2.8 Scanning electron microscope (SEM) observation
Some MSC/β-TCP composite granules that remained after surgery were collected and divided into two parts, which were cultured in complete medium for 2 h and 2 weeks, respectively. Particles were fixed in 2% glutaraldehyde (Servicebio) for 2 h and washed three times with 0.1 M PBS (pH 7.4) for 10 min each time. Then, 1% osmic acid (Best-Reagent, Shanghai, China) was added to fix the particles again for 1 h, and particles were post-rinsed in 0.1 mol/L phosphate buffer (pH 7.2) for 1 h. Ethanol was added for stepwise gradient dehydration. Isoamyl acetate (Sigma) was added and mixed with ethanol at a ratio of 1:1 for replacement. After 10 min, the replacement solution was discarded and pure isoamyl acetate was added to soak for 15 min. Finally, the critical point drying method was used to dry the samples. After sputter-coating with a layer of gold, the specimens were placed under an SEM for observation.
2.9 Patient follow-up
All patients were routinely followed up within one week, three months (± 7 days), six months (± 15 days) and 1 year after surgery. The interbody fusion rate was evaluated using X-ray and computed tomography (CT) scans. According to dynamic radiographs (lateral flexion and extension), with the angle between the vertebral bodies less than 5°, and continuous trabecular bone formation in the segment analysed by CT is recognized as fusion.

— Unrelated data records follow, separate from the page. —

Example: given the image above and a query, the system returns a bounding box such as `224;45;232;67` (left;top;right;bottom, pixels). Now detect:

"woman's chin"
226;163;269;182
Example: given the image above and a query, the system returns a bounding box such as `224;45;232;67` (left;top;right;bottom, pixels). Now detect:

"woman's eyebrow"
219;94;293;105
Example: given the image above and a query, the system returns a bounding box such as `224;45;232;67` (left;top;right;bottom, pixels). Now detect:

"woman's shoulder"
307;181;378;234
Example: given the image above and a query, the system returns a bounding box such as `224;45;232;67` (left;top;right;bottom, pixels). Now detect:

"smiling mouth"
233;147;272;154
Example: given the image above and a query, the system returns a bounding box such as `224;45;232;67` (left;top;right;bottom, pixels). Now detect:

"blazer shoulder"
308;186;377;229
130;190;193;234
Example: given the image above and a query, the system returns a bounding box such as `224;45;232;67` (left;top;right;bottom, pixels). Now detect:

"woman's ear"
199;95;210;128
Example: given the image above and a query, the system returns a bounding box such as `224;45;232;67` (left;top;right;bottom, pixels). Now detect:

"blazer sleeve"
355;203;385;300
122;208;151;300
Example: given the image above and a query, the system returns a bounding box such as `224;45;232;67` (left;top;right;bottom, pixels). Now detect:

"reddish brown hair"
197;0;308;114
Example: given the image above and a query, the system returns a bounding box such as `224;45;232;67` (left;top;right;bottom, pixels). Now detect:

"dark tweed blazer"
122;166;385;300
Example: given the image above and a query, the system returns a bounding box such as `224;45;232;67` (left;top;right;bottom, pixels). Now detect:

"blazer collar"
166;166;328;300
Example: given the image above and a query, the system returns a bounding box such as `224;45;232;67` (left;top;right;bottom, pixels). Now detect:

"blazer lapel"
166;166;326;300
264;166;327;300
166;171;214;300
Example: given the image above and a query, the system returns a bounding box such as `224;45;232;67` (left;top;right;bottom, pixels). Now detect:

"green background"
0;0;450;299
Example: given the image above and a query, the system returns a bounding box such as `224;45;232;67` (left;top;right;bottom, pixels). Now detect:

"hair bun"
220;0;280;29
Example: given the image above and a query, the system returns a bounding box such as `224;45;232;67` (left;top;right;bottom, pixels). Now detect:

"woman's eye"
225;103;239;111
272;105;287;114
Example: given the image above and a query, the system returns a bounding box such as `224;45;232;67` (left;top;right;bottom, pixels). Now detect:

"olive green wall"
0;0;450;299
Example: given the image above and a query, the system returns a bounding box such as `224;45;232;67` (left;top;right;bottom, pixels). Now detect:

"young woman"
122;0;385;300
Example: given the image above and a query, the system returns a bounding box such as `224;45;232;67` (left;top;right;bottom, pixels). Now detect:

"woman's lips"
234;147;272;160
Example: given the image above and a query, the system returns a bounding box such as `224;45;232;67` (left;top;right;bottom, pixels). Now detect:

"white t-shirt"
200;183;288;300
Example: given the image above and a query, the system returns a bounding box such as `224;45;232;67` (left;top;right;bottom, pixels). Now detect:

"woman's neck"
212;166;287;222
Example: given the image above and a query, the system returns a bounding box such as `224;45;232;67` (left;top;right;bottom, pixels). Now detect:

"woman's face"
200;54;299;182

Fusion failure is determined to have occurred when the cage is loosened and shifted, there is a translucent band > 2 mm on the cage surface, and the angle between the vertebral bodies is > 5° on the dynamic radiographs [26]. Intervertebral height collapse can also reflect the fusion quality; as such, we observed the change in intervertebral height, which was calculated as follows: (anterior disc height + posterior disc height)/2. Functional improvement was evaluated using the Japanese Orthopaedic Association (JOA) and Oswestry Disability Index (ODI) scores. As the accuracy of pedicle screw insertion affects function improvement, we also evaluated this factor by CT scan after surgery. The screw position was classified into four grades, as follows: grade 0, no branch; grade 1, only the threads outside the pedicle are less than 2 mm; grade 2, core screw diameter outside the pedicle or breach 2–4 mm; and grade 3, complete screw outside the pedicle(15). Two senior orthopaedic surgeons and one radiologist assessed the images, and the unanimously judged result of two or three doctors was confirmed to be the approved result.
2.10 Statistical analysis
SPSS 22.0 statistical software (IBM Corp., Armonk, NY, USA) was used for data management and statistical analysis. The measurement data are expressed as`X ± S, and the count data are expressed as rate (%). The data were tested for normality by the Shapiro–Wilk test. Two sample t-test or the paired t-test were used to compare normally distributed variables. Chi-squared test were used to compare the proportion. P < 0.05 was considered to indicate a statistically significant difference.